Anyway, I find that (with a=1.75% and b=0.5) the WR produced by Pralana with CAPE-based rules (Historical Analysis mode only) appears to be generally similar to that from the Jenke SWR-tool approach.
@wallace471 Thanks for sharing the details surrounding Karsten Jeske's (i.e, "Big ERN's") CAPE method. I've read all the articles above and use his planning spreadsheet to augment the insights I get from Pralana, but I'm sure others will find the background and links useful if they haven't already explored this material.

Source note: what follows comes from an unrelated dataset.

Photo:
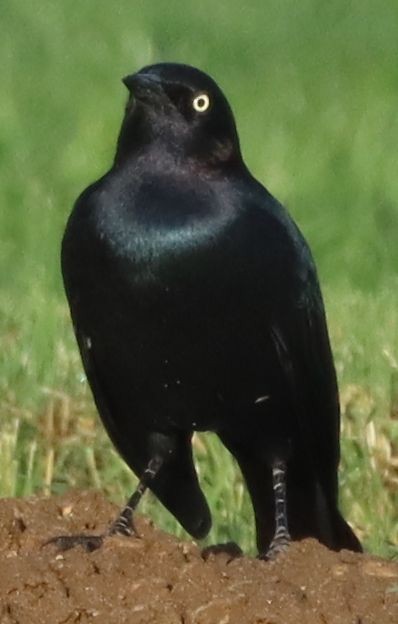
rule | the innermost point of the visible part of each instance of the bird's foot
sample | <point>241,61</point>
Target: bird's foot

In fact, my question above is based on Karsten's observation: "Notice that the constant percentage rule [Pralana calls this Fixed %] is simply a special case of the CAPE-rule if we set b=0 and a=4% (or whatever your desired constant percentage may be)." This is why I'm confused by the differences between Pralana's results for a Fixed % of 3% and CAPE with a=3%, b=0. Note that the actual percentage is irrelevant as long as the same value is used in both spending strategies.
One big difference between Karsten's model and Pralana's is that Pralana is only applying the CAPE spending strategy (or any other of the spending strategies) to your variable (non-essential) spending, where Karsten's model applies to all spending, although there is some rudimentary capability to include future income and expenses in Karsten's spreadsheet. This means that it's hard to directly compare the models using the same spending strategy parameters. For example, using CAPE a=1.75, b=0.5 in Pralana only applies to variable spending on top of your explicitly specified essential spending, while Karsten's model applies CAPE a=1.75, b=0.5 to the entire spending envelope. The same is true for fixed/constant and other spending strategies.
I like Pralana's approach, but it does make it hard to compare to more simplistic models like Karsten's CAPE model, the "4% rule", or other well known models, all of which simply look at overall spending. Rather than trying to compare directly, I use Karsten's model to help validate the big picture, and I use Pralana to do the detailed planning.
Are there any other thoughts on the original question?